Market watch: Energy price declines slow
By the OGJ Online Staff
HOUSTON, Sept. 21 -- The recent freefall of energy futures prices slowed Thursday with aggressive buying of home heating oil that convinced some analysts the market may be about to bottom out.
The October contract for home heating oil increased 0.24¢ to 72.14¢/gal on the New York Mercantile Exchange.
Benchmark US light, sweet crude for the same month lost 13¢ to $26.59/bbl, however, while the November contract dropped 38¢ to $26.73/bbl. In after-hours electronic trading, the October contract continued its slide down to $26.65/bbl.
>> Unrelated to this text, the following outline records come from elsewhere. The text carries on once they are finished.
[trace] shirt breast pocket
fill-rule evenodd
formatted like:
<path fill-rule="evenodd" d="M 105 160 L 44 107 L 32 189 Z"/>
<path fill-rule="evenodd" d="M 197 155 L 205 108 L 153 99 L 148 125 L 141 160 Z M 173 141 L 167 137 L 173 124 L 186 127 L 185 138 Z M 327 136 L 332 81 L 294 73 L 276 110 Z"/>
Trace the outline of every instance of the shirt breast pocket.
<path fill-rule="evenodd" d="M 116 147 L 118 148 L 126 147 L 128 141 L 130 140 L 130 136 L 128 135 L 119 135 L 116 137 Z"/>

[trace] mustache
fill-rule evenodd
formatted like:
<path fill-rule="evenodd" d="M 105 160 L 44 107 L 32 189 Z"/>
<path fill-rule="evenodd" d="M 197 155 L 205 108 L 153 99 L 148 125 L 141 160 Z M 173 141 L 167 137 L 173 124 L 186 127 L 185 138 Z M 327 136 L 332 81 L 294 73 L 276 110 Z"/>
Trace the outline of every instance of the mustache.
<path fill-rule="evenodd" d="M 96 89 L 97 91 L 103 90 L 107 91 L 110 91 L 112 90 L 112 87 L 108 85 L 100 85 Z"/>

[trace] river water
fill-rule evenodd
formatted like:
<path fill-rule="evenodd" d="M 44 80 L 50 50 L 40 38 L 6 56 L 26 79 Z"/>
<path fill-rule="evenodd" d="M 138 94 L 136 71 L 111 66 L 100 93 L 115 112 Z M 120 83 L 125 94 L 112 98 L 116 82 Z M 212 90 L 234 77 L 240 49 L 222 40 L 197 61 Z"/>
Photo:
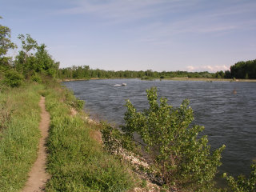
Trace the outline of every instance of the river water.
<path fill-rule="evenodd" d="M 114 86 L 127 83 L 126 86 Z M 63 82 L 86 101 L 85 109 L 96 119 L 123 124 L 126 99 L 138 110 L 148 107 L 146 90 L 156 86 L 160 97 L 178 106 L 190 101 L 194 124 L 205 126 L 212 149 L 222 144 L 220 173 L 249 175 L 256 160 L 256 83 L 230 82 L 90 80 Z"/>

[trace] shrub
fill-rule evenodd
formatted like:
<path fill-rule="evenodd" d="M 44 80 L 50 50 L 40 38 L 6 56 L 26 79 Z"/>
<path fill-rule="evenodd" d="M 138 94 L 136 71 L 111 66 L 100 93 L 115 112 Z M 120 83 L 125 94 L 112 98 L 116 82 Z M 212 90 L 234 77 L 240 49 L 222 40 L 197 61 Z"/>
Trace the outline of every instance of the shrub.
<path fill-rule="evenodd" d="M 146 92 L 150 108 L 143 112 L 137 112 L 127 101 L 122 130 L 131 138 L 135 132 L 140 135 L 164 183 L 193 191 L 211 190 L 225 146 L 210 153 L 206 136 L 197 138 L 204 127 L 190 126 L 194 115 L 187 100 L 174 108 L 166 98 L 160 98 L 158 105 L 156 88 Z"/>
<path fill-rule="evenodd" d="M 232 176 L 227 176 L 224 174 L 223 176 L 226 179 L 228 186 L 233 192 L 250 192 L 256 191 L 256 164 L 251 166 L 252 171 L 250 178 L 246 178 L 244 175 L 239 175 L 238 179 L 234 179 Z"/>
<path fill-rule="evenodd" d="M 16 70 L 8 70 L 5 74 L 4 83 L 11 87 L 20 86 L 24 80 L 22 74 Z"/>
<path fill-rule="evenodd" d="M 31 77 L 31 80 L 35 82 L 42 83 L 42 78 L 39 75 L 34 74 Z"/>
In a special report issued Thursday, energy group analysts with Raymond James & Associates Inc. in Houston and other offices said the market may be overestimating the falloff in world demand for oil and could soon face supply shortages instead (OGJ Online, Sept. 20, 2001).
Those analysts claim the new US war on terrorism poses a 20%-30% risk of a major disruption in world oil supplies over the next few months, escalating to more than an 80% probability within 2 years. They see "a growing chance that Middle East oil-producing nations could become involved and potentially become targets of terrorist retribution themselves."
Oil supplies also could be disrupted if insurance companies refuse to shoulder the increased risk of providing coverage for offshore drilling and transportation facilities in the Middle East, the Raymond James analysts said.
Shipping industry officials report London underwriters already are quoting war-risk surcharges for tankers in Middle East waters that could add 50¢/bbl to the cost of Iranian or Iraqi crude by next week and push up export costs for other Persian Gulf shippers by 25¢/bbl.
Iranian officials are calling on members of the Organization of Petroleum Exporting Countries to resist such surcharges. They claim a fake crisis is being created at a time when the Middle East remains relatively calm.
Meanwhile, unleaded gasoline for October delivery lost 0.99¢ to 74.26¢/gal Thursday on the NYMEX. The natural gas contract for October increased by 3.5¢ to $2.14/Mcf.
The NYMEX has worked a shortened daily trading timetable this week because of disruptions caused by the Sept. 11 terrorist attack on the nearby World Trade Center. However, exchange officials said they plan to resume normal hours of trading next week.
NYMEX meanwhile has indefinitely postponed its proposed launch of calendar spread options contracts, based on North Sea Brent and US benchmark crudes, that originally was scheduled to start Friday.
In London, Brent crude futures continued their downward drift on the International Petroleum Exchange with reports of more layoffs and possible bankruptcies among airlines.
The November Brent contract lost 40¢ to $25.92/bbl Thursday. The October natural gas contract also declined 2.1¢ to $3.12/Mcf on the IPE.
The average price for OPEC's basket of seven crudes recouped 22¢ to $24.51/bbl.